Speaker: Ewan Dunbar (University of Toronto)

Title: Probing state-of-the-art speech representation models using experimental speech perception data from human listeners


The strong performance of neural network natural language processing has led to an explosion of research probing systems’ linguistic knowledge (whether language models implicitly learn syntactic hierarchy, whether word embeddings understand quantifiers, and so on), in order to understand if the data-crunching power of these models can be harnessed as the basis for serious, theoretically-grounded models of grammatical learning and processing. Much of this “(psycho)linguistics for robots” work has focussed on textual models. Here, I show how we have applied this same approach to phonetics. In particular, we probe state-of-the-art unsupervised speech processing models and compare their behaviour to humans’ in order to shed light on the traditionally hazy and ad hoc construct of “acoustic distance.”

On the basis of a series of simple, broad-coverage speech perception experiments run on English- and French-speaking participants, I compare human listeners’ behaviour (how well they discriminate sounds in the experiment) to the “behaviour” of representations (how well they separate those same stimuli) which come from models trained with the express purpose of building better representations to be used in automatic speech recognition. For example, Facebook AI’s recent wav2vec 2.0 model takes large amounts of unlabelled speech as training data, and learns to extract a representation of the audio that is highly predictive of the surrounding context; it has now proven extraordinarily useful for replacing off-the-shelf audio features, to the point that some of the best-performing speech recognition systems today have switched to using these representations, which has substantially reduced the amount of labelled data needed to train high-quality speech recognizers.

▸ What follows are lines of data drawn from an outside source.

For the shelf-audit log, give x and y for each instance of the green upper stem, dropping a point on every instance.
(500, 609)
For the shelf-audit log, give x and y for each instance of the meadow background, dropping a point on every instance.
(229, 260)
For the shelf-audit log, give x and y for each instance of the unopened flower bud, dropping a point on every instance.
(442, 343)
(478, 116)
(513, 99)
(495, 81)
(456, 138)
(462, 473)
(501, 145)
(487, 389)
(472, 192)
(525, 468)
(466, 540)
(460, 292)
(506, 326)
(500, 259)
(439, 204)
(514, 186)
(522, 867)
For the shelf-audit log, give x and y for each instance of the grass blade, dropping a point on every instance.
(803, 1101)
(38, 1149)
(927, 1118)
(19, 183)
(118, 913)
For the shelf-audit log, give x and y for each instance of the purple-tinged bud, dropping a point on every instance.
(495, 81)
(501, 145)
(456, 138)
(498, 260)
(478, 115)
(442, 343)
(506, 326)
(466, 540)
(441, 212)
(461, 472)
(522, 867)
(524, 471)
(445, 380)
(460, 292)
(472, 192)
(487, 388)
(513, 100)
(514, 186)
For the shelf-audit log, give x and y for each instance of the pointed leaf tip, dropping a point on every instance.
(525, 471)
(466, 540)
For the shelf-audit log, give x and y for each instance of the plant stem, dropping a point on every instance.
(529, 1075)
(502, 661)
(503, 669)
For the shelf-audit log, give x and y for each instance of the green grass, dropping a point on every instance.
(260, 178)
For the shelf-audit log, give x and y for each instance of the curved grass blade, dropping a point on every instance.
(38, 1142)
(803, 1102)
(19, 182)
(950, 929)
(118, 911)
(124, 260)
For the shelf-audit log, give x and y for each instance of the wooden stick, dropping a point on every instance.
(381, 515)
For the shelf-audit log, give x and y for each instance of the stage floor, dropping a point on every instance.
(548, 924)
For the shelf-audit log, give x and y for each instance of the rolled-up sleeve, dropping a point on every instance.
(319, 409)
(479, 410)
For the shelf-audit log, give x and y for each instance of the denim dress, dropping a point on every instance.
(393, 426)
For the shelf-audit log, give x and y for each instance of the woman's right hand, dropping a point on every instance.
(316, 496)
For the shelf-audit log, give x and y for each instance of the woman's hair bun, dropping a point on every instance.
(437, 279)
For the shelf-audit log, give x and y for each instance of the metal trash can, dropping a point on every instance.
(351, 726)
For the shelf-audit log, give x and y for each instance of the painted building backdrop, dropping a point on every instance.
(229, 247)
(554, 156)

We use the comparison with human behaviour to show that, for this and related systems, contrary to what many researchers may have *thought* these systems are doing, they are not really “learning representations of the sound inventory” of the training language, so much as learning good representations of the acoustics of speech – so good that they are very good models of “auditory distance” in human speech processing, but, notably, they lack the categorical effects on speech perception which are pervasive in human listening experiments, and they only show very weak effects of the language on which they are trained, unlike our human listeners. As well, I present new evidence that “speech is special” in human auditory processing, by comparing learned representations trained on speech data to the same models, trained on non-speech data. We show that representations trained on non-speech are very (very) poor predictors of human speech perception behaviour in experiments.